Hicran’ın hikâyesi boyunca gördüğümüz kararların çoğu, onun özgür iradesiyle değil, toplumsal baskı, erkek egemenliği ve aile otoritesiyle verilmiştir. Ancak filmin sonunda, Hicran ile çocuğun yüzleştiği sahne, bütün bu baskıların karşısına gençlerin özgür iradesini, iletişimini ve anlaşabilme kapasitesini koyar. Bu sahne, filmin en değerli noktasıdır.
“Araf” ile Paralellikler
Yeşim Ustaoğlu’nun “Araf” filmiyle de dikkat çekici paralellikler vardır.
-
Her iki film de kadın merkezli hikâye anlatır.
-
Karakterler toplumun ve erkeklerin baskısı karşısında savrulurlar.
-
Anlatım dili her iki filmde de ağır ve durağandır; karakterlerin içsel çatışmalarını açığa çıkarır.
Fark ise şuradadır:
-
“Araf”, çaresizliği daha gerçekçi ve minimalist bir dilde gösterirken,
-
“Hayat”, Demirkubuz’un kader ve özgür irade temalarıyla örülmüş daha felsefi bir yorum sunar.
Yeni Nesil ve Eski Seyirci Arasında
Demirkubuz’un “Hayat”la yapmak istediği, sanki kendisini yeni kuşağa tanıtmak gibi.

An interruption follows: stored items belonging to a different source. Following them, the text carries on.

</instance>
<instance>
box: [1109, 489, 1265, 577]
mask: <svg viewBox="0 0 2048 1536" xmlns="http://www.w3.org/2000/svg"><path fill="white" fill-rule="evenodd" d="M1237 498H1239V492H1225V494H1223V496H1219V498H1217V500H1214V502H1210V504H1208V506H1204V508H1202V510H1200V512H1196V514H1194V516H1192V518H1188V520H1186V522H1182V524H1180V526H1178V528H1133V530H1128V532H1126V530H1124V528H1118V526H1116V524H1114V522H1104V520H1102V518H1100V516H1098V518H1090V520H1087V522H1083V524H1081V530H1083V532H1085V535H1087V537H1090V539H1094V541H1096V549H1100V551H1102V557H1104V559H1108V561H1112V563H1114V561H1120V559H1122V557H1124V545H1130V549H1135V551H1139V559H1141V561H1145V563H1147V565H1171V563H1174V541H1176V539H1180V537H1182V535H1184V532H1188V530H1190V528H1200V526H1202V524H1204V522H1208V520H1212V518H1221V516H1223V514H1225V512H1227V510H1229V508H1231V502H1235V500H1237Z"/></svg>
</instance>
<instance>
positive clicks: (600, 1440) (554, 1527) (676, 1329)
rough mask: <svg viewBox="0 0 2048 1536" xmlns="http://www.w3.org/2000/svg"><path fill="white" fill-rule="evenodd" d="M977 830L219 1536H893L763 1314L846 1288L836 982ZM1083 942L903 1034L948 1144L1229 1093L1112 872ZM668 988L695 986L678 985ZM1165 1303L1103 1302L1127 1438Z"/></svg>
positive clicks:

Yeni nesil oyuncular, yenilenmiş bir anlatım tarzı… Ama filmin ağır temposu, bir dakikalık reels videolarına alışmış izleyiciler için fazla sabırlı bir dil gerektiriyor.
Öte yandan eski fanlar için de film, duygusal yoğunluktan uzak bir deneyim sunuyor. Özellikle oyuncu seçimleri ve cast performansları, Demirkubuz’un önceki filmlerindeki doğal ve yoğun oyunculukların gerisinde kalıyor. Bu da hikâyenin dramatik gücünü zaman zaman zayıflatıyor.
Sonuç
“Hayat”, Demirkubuz’un sinemasında klasik temaları yeniden işlerken, kadın merkezli bir perspektif ve toplumsal eleştiri ile öne çıkıyor. Hicran’ın şehirler arası savrulma yolculuğu ve son sahnedeki özgür irade teması, filmde hem dramatik hem de tematik açıdan değerli bir noktaya ulaşmasını sağlıyor.
İller arasında savrulan Hicran için Kastamonu, filmin doruk noktası olarak bireysel karar ve özgür iradenin sembolü, aynı zamanda insanın en mutlu olacağı yerin kendi tercihleriyle seçtiği yer olduğunu hatırlatıyor. Demirkubuz, hem eski sinemaseverlere tanıdık karamsar temaları hatırlatıyor hem de yeni izleyiciye kendi sinemasını tanıtarak modern bir köprü kuruyor.